От Двуглавого Орла к красному знамени. Кн. 2 - Петр Краснов
Шрифт:
Интервал:
Закладка:
Полежаеву казалось, что весь этот парад под хмурым небом и на грязном поле только — тяжелый сон, что он проснется и, как призраки, рассеются эти полки, четко отбивающие ногу по жидкой растоптанной грязи, и только будет звучать бодрый пехотный марш Русской Императорской гвардии.
Как во сне открылось перед ним пустое пространство. Он увидал удаляющийся первый эскадрон, за ним в серой дымке тумана — розовый дом принца Ольденбургского и низко нависшие косматые тучи.
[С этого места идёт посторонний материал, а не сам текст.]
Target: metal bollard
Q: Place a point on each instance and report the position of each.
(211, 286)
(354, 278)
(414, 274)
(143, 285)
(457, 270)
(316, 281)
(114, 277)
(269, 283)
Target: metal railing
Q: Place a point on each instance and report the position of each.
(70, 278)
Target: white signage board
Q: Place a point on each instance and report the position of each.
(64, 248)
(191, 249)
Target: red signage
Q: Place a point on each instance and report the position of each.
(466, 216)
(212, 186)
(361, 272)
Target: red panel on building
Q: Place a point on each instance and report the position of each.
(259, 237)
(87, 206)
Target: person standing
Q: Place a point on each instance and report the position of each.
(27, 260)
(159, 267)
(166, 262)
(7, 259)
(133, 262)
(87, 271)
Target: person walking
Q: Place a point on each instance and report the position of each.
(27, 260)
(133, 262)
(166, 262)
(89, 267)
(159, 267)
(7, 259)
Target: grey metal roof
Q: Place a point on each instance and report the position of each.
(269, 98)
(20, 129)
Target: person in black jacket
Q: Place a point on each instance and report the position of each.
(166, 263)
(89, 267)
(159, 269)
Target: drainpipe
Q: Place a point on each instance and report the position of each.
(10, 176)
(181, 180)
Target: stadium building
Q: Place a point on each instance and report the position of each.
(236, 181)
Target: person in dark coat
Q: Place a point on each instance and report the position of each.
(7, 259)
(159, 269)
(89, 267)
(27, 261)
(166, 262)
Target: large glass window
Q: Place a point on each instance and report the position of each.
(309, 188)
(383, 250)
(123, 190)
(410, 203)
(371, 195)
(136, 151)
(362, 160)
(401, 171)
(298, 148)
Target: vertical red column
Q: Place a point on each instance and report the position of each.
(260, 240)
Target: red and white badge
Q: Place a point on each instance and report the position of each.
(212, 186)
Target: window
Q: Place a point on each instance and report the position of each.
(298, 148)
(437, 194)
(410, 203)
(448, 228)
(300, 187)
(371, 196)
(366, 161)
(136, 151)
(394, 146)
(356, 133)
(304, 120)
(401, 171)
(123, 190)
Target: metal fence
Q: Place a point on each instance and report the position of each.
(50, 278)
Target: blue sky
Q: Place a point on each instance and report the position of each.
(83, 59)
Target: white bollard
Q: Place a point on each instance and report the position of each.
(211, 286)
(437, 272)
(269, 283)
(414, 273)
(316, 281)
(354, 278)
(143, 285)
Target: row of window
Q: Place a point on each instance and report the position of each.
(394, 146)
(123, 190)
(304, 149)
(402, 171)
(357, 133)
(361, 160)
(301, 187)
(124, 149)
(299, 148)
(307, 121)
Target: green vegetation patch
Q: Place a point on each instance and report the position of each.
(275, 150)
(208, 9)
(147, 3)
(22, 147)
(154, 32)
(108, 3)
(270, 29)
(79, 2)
Он вынул шашку из ножен и, скомандовал: «марш!», эскадрон тронулся и пошел за ним, приближаясь к Троцкому.
На мгновение Полежаев забылся. Ему стало казаться, что он камер-пажом ведет эскадрон за собою, что сзади него нарядные солдаты с розовыми румяными лицами. Он оглянулся. Голодные лошади устало, вразброд, брели по грязи. Серые лица солдат хмуро глядели из-под фуражек блином, на которых сверкали блестящие кровавые звезды.
— Салютуйте! Салютуйте же! — хриплым голосом крикнул ему Голубь. Полежаев машинально деревянным движением поднял к подбородку и опустил шашку. Он повернул голову. На фоне темной зелени Летнего сада стояла группа всадников. Сзади нее были две броневые машины. Из этой группы выделялся один. Полежаев увидал большую рыжую каску, как колпак лежащую на голове, и под нею маленькое лицо с козлиной бородкой. Ему показалось, что он увидал демона, что каска прикрывает рога. Холодная дрожь пробежала по телу, и Полежаев прошептал про себя: «Господи, прости! Прости и помилуй!»
— Отлично! Товарищи! — послышалось из свиты, и сзади Полежаева красноармейцы ответили: «Служим народу и революции!»…
Полежаев проехал мимо Троцкого, и теперь видна стала кучка народа у берега канавы и по шоссе и деревья Летнего сада.
У выхода с Миллионной улицы на Дворцовую площадь батальон курсантов перегородил дорогу кавалерийскому полку, и Полежаев остановился. Курсанты шли с песнями. В одной роте звонкий тенор тихо заводил:
Наш могучий Импера-атор,Память вечная ему-у!..И хор дружно подхватывал:Сам ружьем солдатским правил,Сам и пушки заряжал…
Эта рота удалялась, и голоса ее хора заглушали и покрывали звуки торжественного интернационала, который не пела, а ревела вся следующая рота:
Никто не даст нам избавле-енья —Ни Бог, ни царь и не герой,Добьемся мы освобожде-еньяСвоею собственной рукой!.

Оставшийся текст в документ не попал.